Silas Marner: The Weaver of Raveloe

In the manuscript, the title read: ‘Silas Marner:/The Weaver of Raveloe/A Story/ by/George Eliot’. In a letter to John Blackwood, her publisher, on 28 February 1861, she asked for the words ‘A Story’ to be removed. It was taken out of all printed editions.

Silas Marner took five months to write. It was written between September of 1860 and March 1861. Eliot was working on Romola when she received a summons to write Silas Marner. She put Romola, which was written in installments, aside to write Silas Marner. It was written for publication.

She was inspired to write Silas Marner after reading Wordsworth's poem “Michael.” She quotes three lines from the poem at the beginning of her novel: 'A child, more than all other gifts That earth can offer to declining man, Brings hope with it, and forward-looking thoughts.'

She told her publisher, John Blackwood, in January 1861 about her idea of writing the novel. She wrote that it was “a story of old-fashioned village life, which has unfolded itself from the merest millet seed of thought” (Modern Library).

On 24 February 1861, she said, “it came to me first of all, quite suddenly, as a sort of legendary tale, suggested by me recollection of having once, in early childhood, seen a linen-weaver with a bag on his back; but, as my mind dwelt on the subject, I became inclined to a more realistic treatment” (Modern Library).
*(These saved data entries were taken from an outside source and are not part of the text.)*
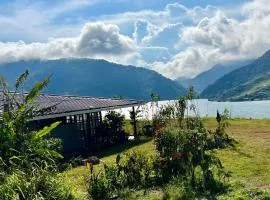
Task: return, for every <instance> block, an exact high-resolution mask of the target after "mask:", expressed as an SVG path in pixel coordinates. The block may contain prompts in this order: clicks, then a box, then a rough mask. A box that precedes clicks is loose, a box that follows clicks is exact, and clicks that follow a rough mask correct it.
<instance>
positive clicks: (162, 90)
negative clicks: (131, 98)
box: [0, 59, 185, 100]
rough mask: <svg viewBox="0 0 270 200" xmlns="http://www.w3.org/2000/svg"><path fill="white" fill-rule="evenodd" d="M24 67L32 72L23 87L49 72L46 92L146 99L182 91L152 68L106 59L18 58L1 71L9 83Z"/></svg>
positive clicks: (33, 82) (1, 74)
mask: <svg viewBox="0 0 270 200" xmlns="http://www.w3.org/2000/svg"><path fill="white" fill-rule="evenodd" d="M26 68H28V69H29V70H30V75H31V77H30V80H29V82H28V83H27V84H26V85H25V88H26V89H29V88H30V85H32V84H33V83H35V82H36V81H40V80H42V79H43V78H44V77H46V76H49V75H51V74H52V78H51V82H50V84H49V86H48V88H46V90H45V92H46V93H53V94H70V95H89V96H104V97H112V96H115V95H121V96H123V97H124V98H134V99H145V100H148V99H149V98H150V93H151V92H156V93H159V94H160V97H161V98H162V99H173V98H176V97H178V96H180V95H183V94H184V93H185V89H184V88H183V87H182V86H180V85H179V84H177V83H175V82H174V81H172V80H170V79H167V78H165V77H164V76H162V75H160V74H159V73H157V72H155V71H151V70H148V69H145V68H139V67H133V66H123V65H119V64H115V63H110V62H107V61H105V60H92V59H60V60H51V61H39V60H31V61H20V62H14V63H8V64H1V65H0V74H1V75H3V76H4V77H5V78H6V79H7V80H8V82H14V81H15V80H16V78H17V77H18V75H19V74H21V73H22V72H23V71H24V70H25V69H26Z"/></svg>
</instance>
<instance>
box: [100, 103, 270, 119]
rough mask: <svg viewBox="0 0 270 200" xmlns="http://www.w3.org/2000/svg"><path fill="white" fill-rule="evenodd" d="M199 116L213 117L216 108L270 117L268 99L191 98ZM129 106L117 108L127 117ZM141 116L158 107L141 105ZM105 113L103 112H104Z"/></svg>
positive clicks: (269, 112)
mask: <svg viewBox="0 0 270 200" xmlns="http://www.w3.org/2000/svg"><path fill="white" fill-rule="evenodd" d="M193 102H194V104H195V105H196V107H197V109H198V112H199V115H200V116H201V117H215V116H216V113H217V110H219V111H220V112H223V111H224V109H225V108H226V109H228V110H229V111H230V116H231V117H232V118H254V119H263V118H270V101H242V102H216V101H208V100H207V99H195V100H193ZM173 103H174V101H173V100H171V101H159V102H158V107H161V106H162V105H166V104H173ZM129 110H131V109H130V108H128V109H127V108H124V109H117V111H120V112H121V113H122V114H124V115H125V117H126V118H129ZM142 110H143V112H142V118H149V119H150V118H151V116H152V112H153V113H155V112H156V111H157V110H158V108H157V107H154V108H153V107H152V106H151V102H148V103H146V104H145V105H144V106H143V109H142ZM104 114H105V113H104Z"/></svg>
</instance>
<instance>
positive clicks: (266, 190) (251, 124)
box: [61, 119, 270, 199]
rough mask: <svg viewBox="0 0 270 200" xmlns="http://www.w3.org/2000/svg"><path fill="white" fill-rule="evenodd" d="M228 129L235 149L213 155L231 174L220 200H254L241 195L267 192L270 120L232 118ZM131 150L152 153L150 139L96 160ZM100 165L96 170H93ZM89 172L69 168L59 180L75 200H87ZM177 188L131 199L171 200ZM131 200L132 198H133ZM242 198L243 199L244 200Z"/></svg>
mask: <svg viewBox="0 0 270 200" xmlns="http://www.w3.org/2000/svg"><path fill="white" fill-rule="evenodd" d="M204 121H205V125H206V127H207V129H210V130H211V129H212V130H213V129H215V127H216V122H215V119H204ZM230 124H231V126H230V127H229V129H228V132H229V133H230V135H231V136H232V137H233V138H234V139H235V140H237V141H238V144H237V145H236V146H235V147H232V148H228V149H222V150H217V151H216V154H217V156H218V157H219V158H220V160H221V161H222V163H223V165H224V167H225V168H226V170H228V171H231V177H230V178H229V182H228V183H229V184H230V185H231V186H232V187H231V189H230V190H229V191H228V193H226V194H223V195H221V196H219V198H220V199H237V197H239V199H241V198H242V197H246V199H253V198H252V195H253V194H250V193H248V194H246V195H245V194H243V193H245V192H246V191H249V190H253V189H259V190H262V191H266V192H270V120H254V119H253V120H248V119H232V120H230ZM130 150H138V151H141V152H143V153H145V154H154V153H156V152H155V149H154V143H153V140H145V141H142V142H140V143H139V142H137V143H135V142H133V143H130V144H127V145H123V146H117V147H114V148H112V149H110V150H107V151H105V152H102V153H101V154H100V155H99V157H100V158H101V159H102V160H103V161H104V162H105V163H112V162H114V160H115V158H116V155H117V153H122V152H125V151H130ZM101 168H102V165H99V166H97V167H96V170H99V169H101ZM88 174H89V169H88V168H87V167H85V166H80V167H76V168H73V169H70V170H68V171H66V172H64V173H63V174H61V177H62V178H63V179H64V180H63V181H65V182H66V183H67V184H69V185H70V186H71V187H72V190H73V192H74V194H75V195H76V196H77V197H78V199H86V195H87V191H86V190H87V188H86V186H85V179H86V178H85V177H86V176H87V175H88ZM177 189H178V188H176V187H175V186H174V185H173V184H172V185H168V186H165V187H164V188H157V189H153V190H151V191H148V192H147V193H146V194H144V192H140V191H139V192H134V199H163V196H164V193H169V196H170V199H177V195H176V196H174V193H175V191H176V190H177ZM130 198H132V197H130ZM132 199H133V198H132ZM243 199H245V198H243ZM269 199H270V197H269Z"/></svg>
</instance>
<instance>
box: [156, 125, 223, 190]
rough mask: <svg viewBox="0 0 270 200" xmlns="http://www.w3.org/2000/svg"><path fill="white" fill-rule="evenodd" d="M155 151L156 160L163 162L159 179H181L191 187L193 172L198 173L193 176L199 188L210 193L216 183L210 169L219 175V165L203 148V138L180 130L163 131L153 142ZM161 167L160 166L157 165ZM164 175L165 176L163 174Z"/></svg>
mask: <svg viewBox="0 0 270 200" xmlns="http://www.w3.org/2000/svg"><path fill="white" fill-rule="evenodd" d="M155 143H156V148H157V150H158V152H159V153H160V156H161V157H162V158H164V160H165V163H164V162H163V164H162V165H163V167H160V169H162V168H164V166H166V168H165V169H162V172H163V175H162V176H163V177H166V179H169V178H170V177H176V176H182V177H183V178H185V179H186V180H188V181H190V183H191V184H193V185H194V184H195V182H196V174H195V170H196V169H198V168H199V169H200V171H201V173H200V174H197V175H199V177H197V179H198V180H200V179H201V180H203V181H200V184H201V187H204V188H207V189H211V188H212V187H213V185H214V184H215V183H216V181H215V179H214V172H213V170H214V169H217V172H221V171H222V168H223V167H222V165H221V162H220V161H219V160H218V159H217V158H216V157H215V156H214V155H213V154H212V153H211V152H210V151H208V150H207V148H206V144H207V134H206V133H199V132H198V131H195V130H188V129H187V130H183V129H180V128H178V129H177V128H171V127H170V128H165V129H162V130H161V132H160V133H159V134H158V136H157V137H156V139H155ZM160 165H161V164H160ZM164 172H165V173H166V174H164Z"/></svg>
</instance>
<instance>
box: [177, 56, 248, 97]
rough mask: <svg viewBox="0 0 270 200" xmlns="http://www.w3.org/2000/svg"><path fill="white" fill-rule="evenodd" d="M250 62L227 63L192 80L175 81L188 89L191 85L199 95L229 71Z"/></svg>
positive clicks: (193, 78)
mask: <svg viewBox="0 0 270 200" xmlns="http://www.w3.org/2000/svg"><path fill="white" fill-rule="evenodd" d="M251 62H252V61H251V60H244V61H236V62H229V63H226V64H217V65H215V66H214V67H212V68H211V69H209V70H207V71H205V72H202V73H201V74H199V75H197V76H196V77H194V78H178V79H176V80H175V81H176V82H178V83H180V84H181V85H183V86H184V87H185V88H188V87H189V86H190V85H192V86H193V87H194V89H195V90H196V91H197V92H198V93H201V92H202V91H203V90H204V89H205V88H207V87H208V86H209V85H211V84H213V83H214V82H215V81H216V80H218V79H219V78H221V77H222V76H224V75H225V74H228V73H230V72H231V71H234V70H236V69H238V68H240V67H242V66H244V65H247V64H249V63H251Z"/></svg>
George Eliot’s real name was Marion Evans. She changed it because she did not want people to read her novel just because they were interested in her scandalous life. She was living with G.H.Lewes at the time and had been doing so since 1854. He and Marion Evans were unable to marry. His wife, Agnes, cheated on him with his friend Thorton Hunt, by whom she bore four children along with the three she had with Lewes. Eliot wrote to her brother Isaac in May 1857, telling him about her relationship with Lewes. He did not approve and refused to speak to her ever again and told sister Chrissy to do the same. This was a hard time for Marion.

In March 1859, her sister died. Married women shunned her because of her affair. In September, she and Lewes moved together into London to provide convenient home for Lewe’s son Charles who returned home from Switzerland. In December 1860, when she was halfway done with writing Silas Marner, Eliot suffered from ill health and depression.